Image description ESC: Efficient Speech Coding with Cross-Scale Residual Vector Quantized Transformers
Yuzhe Gu, Enmao Diao
Under Review
paper / code
We propose Efficient Speech Codec (ESC), a lightweight, parameter-efficient speech codec based on a cross-scale residual vector quantization scheme and transformers. Our model employs mirrored hierarchical window transformer blocks and performs step-wise decoding from coarse-to-fine feature representations. ESC can achieve high-fidelity speech reconstruction with significantly lower complexity than state-of-the-art convolutional codecs.



Image description How Did We Get Here? Summarizing Conversation Dynamics
Yilun Hua, Nicholas Chernogor, Yuzhe Gu, Seoyeon Julie Jeong, Miranda Luo, Cristian Danescu-Niculescu-Mizil
Proceedings of NAACL, 2024
paper / code
We introduce the task of summarizing the dynamics of conversations, by constructing a dataset of human-written summaries, and exploring several automated baselines. We evaluate whether such summaries can capture the trajectory of conversations via an established downstream task: forecasting whether an ongoing conversation will eventually derail into toxic behavior. We show that they help both humans and automated systems with this forecasting task.

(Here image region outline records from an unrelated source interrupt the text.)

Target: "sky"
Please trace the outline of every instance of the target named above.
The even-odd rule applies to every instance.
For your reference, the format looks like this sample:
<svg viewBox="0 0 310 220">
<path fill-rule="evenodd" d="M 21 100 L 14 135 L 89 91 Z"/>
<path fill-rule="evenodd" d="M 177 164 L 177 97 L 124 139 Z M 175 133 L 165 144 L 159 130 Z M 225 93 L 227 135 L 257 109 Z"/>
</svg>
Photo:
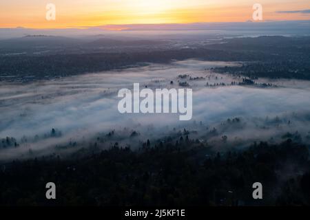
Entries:
<svg viewBox="0 0 310 220">
<path fill-rule="evenodd" d="M 55 20 L 45 18 L 48 3 Z M 243 22 L 252 19 L 254 3 L 262 6 L 262 21 L 310 20 L 309 0 L 1 0 L 0 28 Z"/>
</svg>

Image description Towards Quantification of Covid-19 Intervention Policies from Machine Learning-based Time Series Forecasting Approaches
Yuzhe Gu, Peng Sun, Azzedine Boukerche
Proceedings of IEEE International Conference on Communications (ICC), 2024
paper / code
We design a policy-aware time series forecasting model to estimate COVID-19 trends by incorporating temporal information from 16 policy indicators. Through counterfactual analysis, we quantify the causal effect of indicators and propose two static metrics lag period and average effect. Our model verifies the effectiveness of all 16 policy indicators in controlling virus transmission in the US.